Cancellations incorrectly clear the lease instead of updating its status
Context
When an operation is cancelled, the Bots service should set the corresponding lease's status to CANCELLED
to tell the bot to cancel the job. However, BuildGrid currently "clears" the lease (removing all property values to leave an empty message) instead.
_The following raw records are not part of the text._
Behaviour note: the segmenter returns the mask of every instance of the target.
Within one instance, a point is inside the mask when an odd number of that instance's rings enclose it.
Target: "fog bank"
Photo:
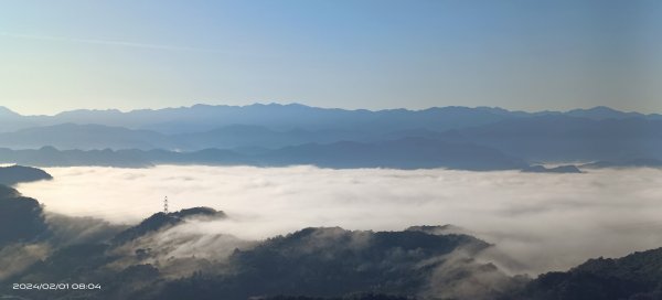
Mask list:
[[[535,174],[313,167],[50,168],[18,189],[46,212],[137,223],[162,210],[210,206],[229,219],[182,228],[265,238],[308,226],[404,229],[455,224],[494,243],[514,272],[562,270],[589,257],[662,246],[662,171]],[[500,259],[500,261],[508,261]]]

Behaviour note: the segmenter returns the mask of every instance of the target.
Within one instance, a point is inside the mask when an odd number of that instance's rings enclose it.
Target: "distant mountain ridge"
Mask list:
[[[545,162],[662,160],[661,115],[608,107],[566,113],[457,106],[372,111],[255,104],[55,116],[0,109],[0,130],[6,131],[0,132],[0,148],[7,148],[1,161],[35,165],[232,162],[503,170]],[[463,151],[449,151],[458,147]]]
[[[408,109],[340,109],[319,108],[300,104],[253,104],[247,106],[194,105],[191,107],[137,109],[122,113],[117,109],[63,111],[54,116],[21,116],[7,108],[0,109],[0,124],[9,116],[17,121],[14,126],[2,127],[2,131],[15,131],[36,126],[58,124],[97,124],[149,129],[162,133],[200,132],[232,125],[256,125],[274,130],[364,127],[366,131],[389,131],[394,128],[428,128],[448,130],[468,126],[484,125],[513,117],[534,117],[542,115],[564,115],[589,119],[644,118],[662,119],[659,114],[623,113],[607,107],[560,111],[511,111],[493,107],[431,107],[421,110]]]

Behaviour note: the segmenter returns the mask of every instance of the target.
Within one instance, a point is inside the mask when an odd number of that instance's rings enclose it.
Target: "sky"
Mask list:
[[[0,106],[662,113],[662,2],[0,0]]]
This doesn't break BuildGrid's bot since it explicitly checks for this condition, but reccworker
echos the invalid lease back to BuildGrid, further confusing it and preventing it from issuing subsequent jobs to that worker.
Steps to reproduce
- Optionally, add logging statements to
reccworker
to log the sent/received bot session. - Start a BuildGrid server and run
reccworker
- Start a long-running job with
bgd execute command [some directory] -- sleep 100
- Cancel the job with
bgd operation cancel [operation id]
- Attempt to run a new job with
bgd execution command [some directory] -- echo hello
Expected result
- The lease's state is set to
CANCELLED
, the worker acknowledges this, then the job is removed. - The new job is executed.
Actual result
- The lease is "cleared" (replaced with a completely empty
Lease
message) and never removed. - The new job stays queued forever.
Task Description
This bit of BotsInterface.update_bot_session
is suspect -- it looks like the lease could be getting cleared if BotsInterface._check_lease_state
is incorrectly returning None
. (Also, shouldn't it be deleting the lease instead of clearing it?)
Acceptance Criteria
Running the above "Steps to Reproduce" correctly cancels the job and allows a new one to be run. (Also, we should probably have a test for this.)